2. You won’t learn if you don’t try
Meredith Grey once said:
“The early bird catches the worm; a stitch in time saves nine. He who hesitates is lost. We can't pretend we haven't been told. We've all heard the proverbs, heard the philosophers, heard our grandparents warning us about wasted time, heard the damn poets urging us to seize the day'. Still sometimes we have to see for ourselves. We have to make our own mistakes. We have to learn our own lessons. We have to sweep today's possibility under tomorrow's rug until we can't anymore, until we finally understand for ourselves like Benjamin Franklin meant. That knowing is better than wondering, that waking is better than sleeping. And that even the biggest failure, even the worst most intractable mistake beats the hell out of never trying.”
I knew this before watching "Grey’s," but I love the quote because it’s all so true, we won’t know until we just do it, pull the possibilities from under the rug and go.
3. The carousel never stops turning
When you sit around being scared, sad, hurt, angry whatever it is that you are feeling, you have to realize that life hasn’t stopped moving, it won’t stop moving for any of us. Like Ellis Grey, Meredith’s mother said to her when she was a young child, “The carousel never stops turning” you need to handle whatever life throws at you, you can’t just give up you have to make it work.
4. You need a person
The world is a scary place if you don’t have people you can trust in it. Meredith was essentially on her own having a mother who was ill and her father being an alcoholic, she had to fend for herself. Fortunately for her she went to follow into her mother’s footsteps and become a surgeon at Seattle Grace Hospital where she would soon meet Christina Yang, who would become her person. A person is kind of like a best friend, only so much more. A person is someone who tells you that you are the sun, who holds your hand when things seem nearly impossible. Hell, they’d even cut you out of your wedding dress after you flee the altar and tell you everything was going to be okay and make sure they did everything in their power to make it okay. In my life I’m thankful to have found my person and I’m so lucky to have someone who would drop everything they were doing if and when I needed it.
5. Time heals
In the show Meredith went through hell and back. She almost died numerous times, her husband was shot, and he survived, and then he was hit by a semi truck, but unfortunately he didn’t make it; Meredith almost didn’t make it through that one.
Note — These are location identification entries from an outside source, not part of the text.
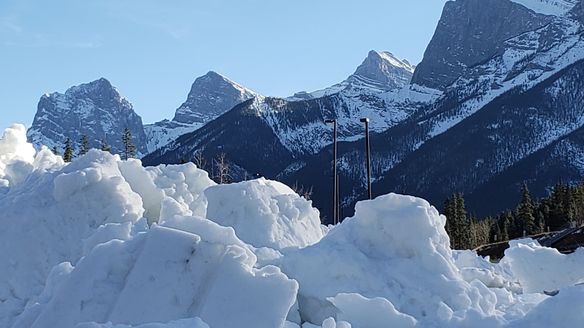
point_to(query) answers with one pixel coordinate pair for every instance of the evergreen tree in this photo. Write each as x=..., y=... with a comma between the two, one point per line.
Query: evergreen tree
x=84, y=142
x=495, y=234
x=457, y=224
x=68, y=152
x=129, y=147
x=104, y=146
x=505, y=222
x=557, y=217
x=525, y=211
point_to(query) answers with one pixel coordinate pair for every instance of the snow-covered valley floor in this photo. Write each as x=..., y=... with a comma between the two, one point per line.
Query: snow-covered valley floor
x=106, y=243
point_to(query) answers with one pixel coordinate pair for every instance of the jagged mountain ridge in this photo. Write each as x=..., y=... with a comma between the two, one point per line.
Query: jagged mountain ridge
x=210, y=96
x=94, y=109
x=298, y=124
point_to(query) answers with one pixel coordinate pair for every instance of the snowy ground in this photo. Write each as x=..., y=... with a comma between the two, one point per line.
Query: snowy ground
x=105, y=243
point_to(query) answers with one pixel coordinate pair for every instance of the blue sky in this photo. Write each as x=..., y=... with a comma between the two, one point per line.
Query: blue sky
x=153, y=50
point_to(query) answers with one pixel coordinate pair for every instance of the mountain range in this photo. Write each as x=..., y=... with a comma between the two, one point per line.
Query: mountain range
x=495, y=102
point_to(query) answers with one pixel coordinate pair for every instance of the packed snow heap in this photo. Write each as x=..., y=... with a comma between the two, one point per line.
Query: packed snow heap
x=105, y=243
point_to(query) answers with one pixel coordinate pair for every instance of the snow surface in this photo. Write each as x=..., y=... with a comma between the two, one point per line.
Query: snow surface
x=106, y=243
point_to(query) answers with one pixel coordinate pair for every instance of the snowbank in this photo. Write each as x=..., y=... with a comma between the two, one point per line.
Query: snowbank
x=105, y=243
x=264, y=214
x=184, y=323
x=16, y=156
x=539, y=269
x=163, y=275
x=395, y=247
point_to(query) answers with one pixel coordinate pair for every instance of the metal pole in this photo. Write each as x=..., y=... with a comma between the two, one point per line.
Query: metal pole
x=368, y=150
x=335, y=203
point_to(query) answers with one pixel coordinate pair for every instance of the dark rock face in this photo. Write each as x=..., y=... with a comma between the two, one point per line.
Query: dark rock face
x=384, y=70
x=211, y=95
x=578, y=11
x=246, y=140
x=471, y=32
x=492, y=141
x=95, y=109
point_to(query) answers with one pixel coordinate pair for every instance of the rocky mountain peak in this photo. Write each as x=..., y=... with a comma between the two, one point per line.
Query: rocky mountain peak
x=471, y=32
x=95, y=109
x=384, y=70
x=210, y=96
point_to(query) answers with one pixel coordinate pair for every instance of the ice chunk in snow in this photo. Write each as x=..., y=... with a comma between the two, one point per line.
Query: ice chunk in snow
x=167, y=274
x=539, y=269
x=184, y=323
x=370, y=313
x=264, y=214
x=16, y=156
x=45, y=221
x=563, y=310
x=182, y=183
x=394, y=247
x=328, y=323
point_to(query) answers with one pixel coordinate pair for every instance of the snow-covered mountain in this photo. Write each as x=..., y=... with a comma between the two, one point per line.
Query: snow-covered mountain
x=210, y=96
x=94, y=109
x=380, y=71
x=105, y=243
x=378, y=89
x=510, y=80
x=549, y=7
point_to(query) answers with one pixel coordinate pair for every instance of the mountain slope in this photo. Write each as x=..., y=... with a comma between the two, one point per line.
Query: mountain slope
x=507, y=130
x=298, y=124
x=400, y=153
x=240, y=133
x=95, y=109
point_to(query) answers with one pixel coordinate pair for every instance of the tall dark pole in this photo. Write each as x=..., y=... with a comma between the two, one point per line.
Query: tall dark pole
x=335, y=204
x=368, y=150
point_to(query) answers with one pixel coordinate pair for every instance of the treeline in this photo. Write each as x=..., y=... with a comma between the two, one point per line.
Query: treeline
x=557, y=211
x=129, y=150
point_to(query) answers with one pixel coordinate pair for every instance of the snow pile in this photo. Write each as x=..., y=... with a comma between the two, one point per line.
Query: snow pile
x=54, y=217
x=266, y=214
x=564, y=310
x=554, y=270
x=376, y=254
x=163, y=275
x=16, y=156
x=105, y=243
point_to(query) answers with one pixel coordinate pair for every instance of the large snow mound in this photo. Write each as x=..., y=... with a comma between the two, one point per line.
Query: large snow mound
x=166, y=274
x=106, y=243
x=554, y=270
x=265, y=214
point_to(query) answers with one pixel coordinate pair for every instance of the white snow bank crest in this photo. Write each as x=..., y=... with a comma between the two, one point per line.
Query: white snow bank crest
x=264, y=214
x=395, y=247
x=167, y=274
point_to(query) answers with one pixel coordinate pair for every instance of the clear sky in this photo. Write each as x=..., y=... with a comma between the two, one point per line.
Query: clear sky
x=153, y=50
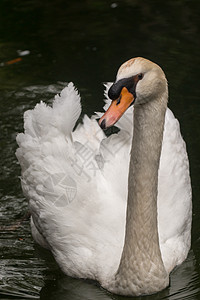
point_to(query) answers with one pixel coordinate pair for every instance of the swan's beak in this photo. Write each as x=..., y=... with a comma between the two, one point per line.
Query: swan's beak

She realized there were worse things that could happen that it get's worse before it gets better and although it was awful then, it would get better through time. Eventually she would start to feel comfortable again, Derek was always in her heart, he just wasn’t there in the flesh.
It doesn’t matter what you’re going through, no matter how hard it gets it will get better, it may take time and a little bit of patience but it get’s better.
If I can pull life lessons out of a show and ramble them off like it’s nothing, I think it’s acceptable to watch a series a few times at least I’m learning something… Right?